Individual datasets¶

These are the API components of datreant.data for storing and retrieving datasets from individual Treants and Trees.

Data¶

The class datreant.data.limbs.Data is the interface used by Treants to access their stored datasets.

class datreant.data.limbs.Data(tree)¶

Interface to stored data.

add(handle, *args, **kwargs)¶

Store data in Treant.

A data instance can be a pandas object (Series, DataFrame, Panel), a numpy array, or a pickleable python object. If the dataset doesn’t exist, it is added. If a dataset already exists for the given handle, it is replaced.

Arguments:	handle name given to data; needed for retrieval data data structure to store

append(handle, *args, **kwargs)¶

Append rows to an existing dataset.

The object must be of the same pandas class (Series, DataFrame, Panel) as the existing dataset, and it must have exactly the same columns (names included).

Arguments:	handle name of data to append to data data to append

keys()¶

List available datasets.

Returns:	handles list of handles to available datasets

remove(handle, **kwargs)¶

Remove a dataset, or some subset of a dataset.

Note: in the case the whole dataset is removed, the directory containing the dataset file (Data.h5) will NOT be removed if it still contains file(s) after the removal of the dataset file.

For pandas objects (Series, DataFrame, or Panel) subsets of the whole dataset can be removed using keywords such as start and stop for ranges of rows, and columns for selected columns.

Arguments:	handle name of dataset to delete
Keywords:	where conditions for what rows/columns to remove start row number to start selection stop row number to stop selection columns columns to remove

retrieve(handle, *args, **kwargs)¶

Retrieve stored data.

The stored data structure is read from disk and returned.

If dataset doesn’t exist, None is returned.

For pandas objects (Series, DataFrame, or Panel) subsets of the whole dataset can be returned using keywords such as start and stop for ranges of rows, and columns for selected columns.

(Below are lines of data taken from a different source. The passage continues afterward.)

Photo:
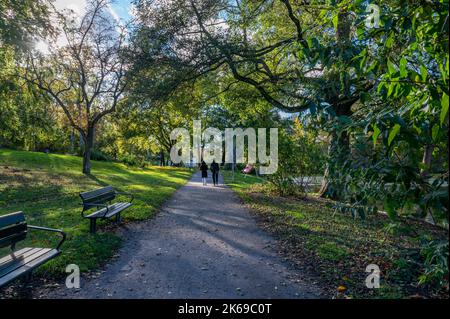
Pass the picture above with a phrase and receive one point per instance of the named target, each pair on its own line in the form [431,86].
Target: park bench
[101,199]
[13,229]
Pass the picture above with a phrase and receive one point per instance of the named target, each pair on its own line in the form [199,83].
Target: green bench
[13,229]
[101,199]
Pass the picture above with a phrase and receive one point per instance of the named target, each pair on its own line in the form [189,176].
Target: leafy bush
[435,254]
[300,157]
[97,155]
[129,159]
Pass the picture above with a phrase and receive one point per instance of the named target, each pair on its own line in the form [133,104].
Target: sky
[119,9]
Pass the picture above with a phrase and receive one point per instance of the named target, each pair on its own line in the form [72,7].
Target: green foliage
[339,248]
[435,255]
[300,159]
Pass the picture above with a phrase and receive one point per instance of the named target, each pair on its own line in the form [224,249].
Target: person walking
[204,169]
[215,172]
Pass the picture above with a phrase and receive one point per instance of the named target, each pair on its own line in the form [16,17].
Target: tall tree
[86,75]
[296,55]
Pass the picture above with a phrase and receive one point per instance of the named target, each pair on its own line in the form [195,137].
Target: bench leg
[93,225]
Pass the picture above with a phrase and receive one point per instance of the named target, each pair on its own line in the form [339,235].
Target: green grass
[336,247]
[46,187]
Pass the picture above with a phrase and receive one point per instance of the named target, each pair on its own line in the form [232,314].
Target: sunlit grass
[46,187]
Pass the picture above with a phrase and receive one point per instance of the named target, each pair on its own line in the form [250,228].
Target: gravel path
[203,244]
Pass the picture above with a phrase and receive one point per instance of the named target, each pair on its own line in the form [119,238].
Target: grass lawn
[337,248]
[46,187]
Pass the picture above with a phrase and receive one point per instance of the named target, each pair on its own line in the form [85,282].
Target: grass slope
[46,186]
[337,247]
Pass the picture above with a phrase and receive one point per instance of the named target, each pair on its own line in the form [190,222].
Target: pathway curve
[203,244]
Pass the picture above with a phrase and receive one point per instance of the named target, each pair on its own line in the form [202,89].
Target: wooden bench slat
[13,218]
[113,209]
[23,260]
[15,254]
[12,239]
[96,193]
[36,262]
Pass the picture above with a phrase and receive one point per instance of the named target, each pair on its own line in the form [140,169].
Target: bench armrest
[63,234]
[126,194]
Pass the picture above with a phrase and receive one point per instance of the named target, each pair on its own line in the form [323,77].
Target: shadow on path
[203,244]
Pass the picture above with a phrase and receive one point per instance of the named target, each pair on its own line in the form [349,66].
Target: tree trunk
[161,160]
[88,144]
[338,153]
[427,157]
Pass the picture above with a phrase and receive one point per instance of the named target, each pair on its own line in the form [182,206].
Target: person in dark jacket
[204,169]
[215,172]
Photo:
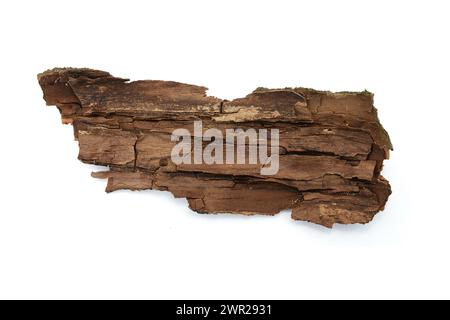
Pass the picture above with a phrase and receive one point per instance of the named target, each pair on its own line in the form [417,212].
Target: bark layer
[332,145]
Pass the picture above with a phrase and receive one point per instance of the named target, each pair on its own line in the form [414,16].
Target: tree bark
[332,145]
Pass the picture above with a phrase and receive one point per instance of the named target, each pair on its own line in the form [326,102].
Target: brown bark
[332,145]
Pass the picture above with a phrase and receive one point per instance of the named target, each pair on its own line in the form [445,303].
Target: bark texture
[332,145]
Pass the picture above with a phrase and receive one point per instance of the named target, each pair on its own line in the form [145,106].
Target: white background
[62,236]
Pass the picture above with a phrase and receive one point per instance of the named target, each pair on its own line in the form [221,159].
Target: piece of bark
[332,145]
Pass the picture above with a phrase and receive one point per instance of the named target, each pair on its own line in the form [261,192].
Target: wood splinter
[325,165]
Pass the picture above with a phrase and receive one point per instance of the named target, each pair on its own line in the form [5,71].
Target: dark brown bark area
[332,145]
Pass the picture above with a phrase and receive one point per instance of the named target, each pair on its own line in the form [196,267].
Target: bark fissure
[331,151]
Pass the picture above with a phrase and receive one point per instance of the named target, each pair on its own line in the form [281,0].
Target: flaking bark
[332,145]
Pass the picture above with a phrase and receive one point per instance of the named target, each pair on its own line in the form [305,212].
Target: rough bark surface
[332,145]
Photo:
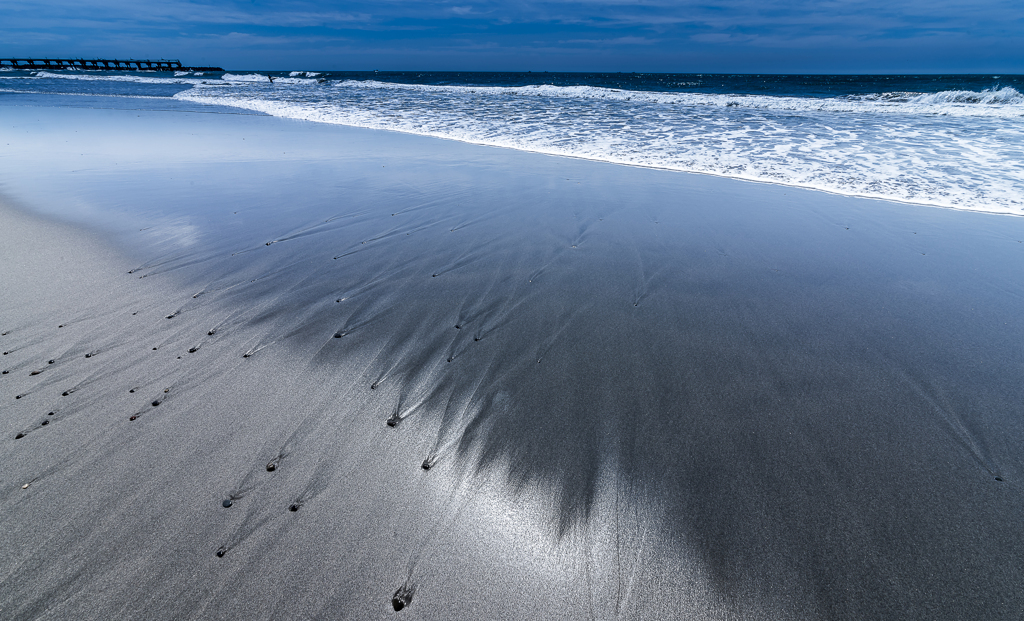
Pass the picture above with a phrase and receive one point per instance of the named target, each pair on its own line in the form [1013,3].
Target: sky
[712,36]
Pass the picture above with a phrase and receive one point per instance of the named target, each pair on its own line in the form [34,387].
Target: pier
[99,65]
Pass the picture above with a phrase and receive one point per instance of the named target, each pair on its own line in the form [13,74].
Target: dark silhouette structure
[100,65]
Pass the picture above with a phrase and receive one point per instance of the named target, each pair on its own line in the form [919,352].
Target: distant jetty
[100,65]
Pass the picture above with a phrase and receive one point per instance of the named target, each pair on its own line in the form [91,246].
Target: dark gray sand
[282,370]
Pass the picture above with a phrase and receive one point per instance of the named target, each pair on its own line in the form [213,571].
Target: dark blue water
[948,140]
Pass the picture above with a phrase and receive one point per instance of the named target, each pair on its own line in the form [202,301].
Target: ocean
[953,141]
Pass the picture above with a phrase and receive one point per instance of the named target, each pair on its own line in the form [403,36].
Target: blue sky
[739,36]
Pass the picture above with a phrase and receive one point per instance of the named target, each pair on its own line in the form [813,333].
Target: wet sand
[302,371]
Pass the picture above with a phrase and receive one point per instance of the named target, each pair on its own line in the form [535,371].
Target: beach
[314,371]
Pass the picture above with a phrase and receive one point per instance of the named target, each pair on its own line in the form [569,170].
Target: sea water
[954,141]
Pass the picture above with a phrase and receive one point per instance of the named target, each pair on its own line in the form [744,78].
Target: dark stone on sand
[401,597]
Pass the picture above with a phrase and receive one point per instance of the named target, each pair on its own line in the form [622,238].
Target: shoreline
[637,392]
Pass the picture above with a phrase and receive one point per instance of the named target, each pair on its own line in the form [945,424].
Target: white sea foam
[1004,102]
[854,146]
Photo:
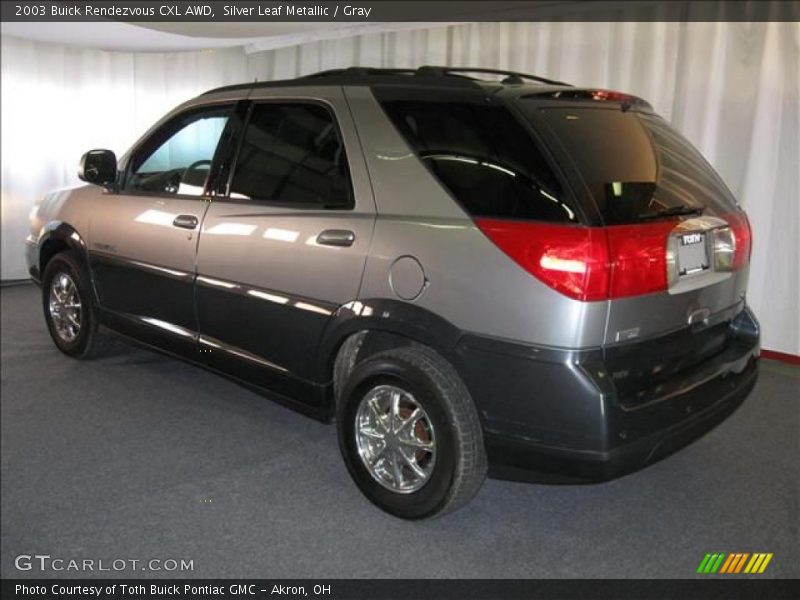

Also for pandas objects, the where keyword takes a string as input and can be used to filter out rows and columns without loading the full object into memory. For example, given a DataFrame with handle ‘mydata’ with columns (A, B, C, D), one could return all rows for columns A and C for which column D is greater than .3 with:

retrieve('mydata', where='columns=[A,C] & D > .3')

Or, if we wanted all rows with index = 3 (there could be more than one):

retrieve('mydata', where='index = 3')

See pandas.HDFStore.select() for more information.

Arguments:	handle name of data to retrieve
Keywords:	where conditions for what rows/columns to return start row number to start selection stop row number to stop selection columns list of columns to return; all columns returned by default iterator if True, return an iterator [`False`] chunksize number of rows to include in iteration; implies `iterator=True`
Returns:	data stored data; `None` if nonexistent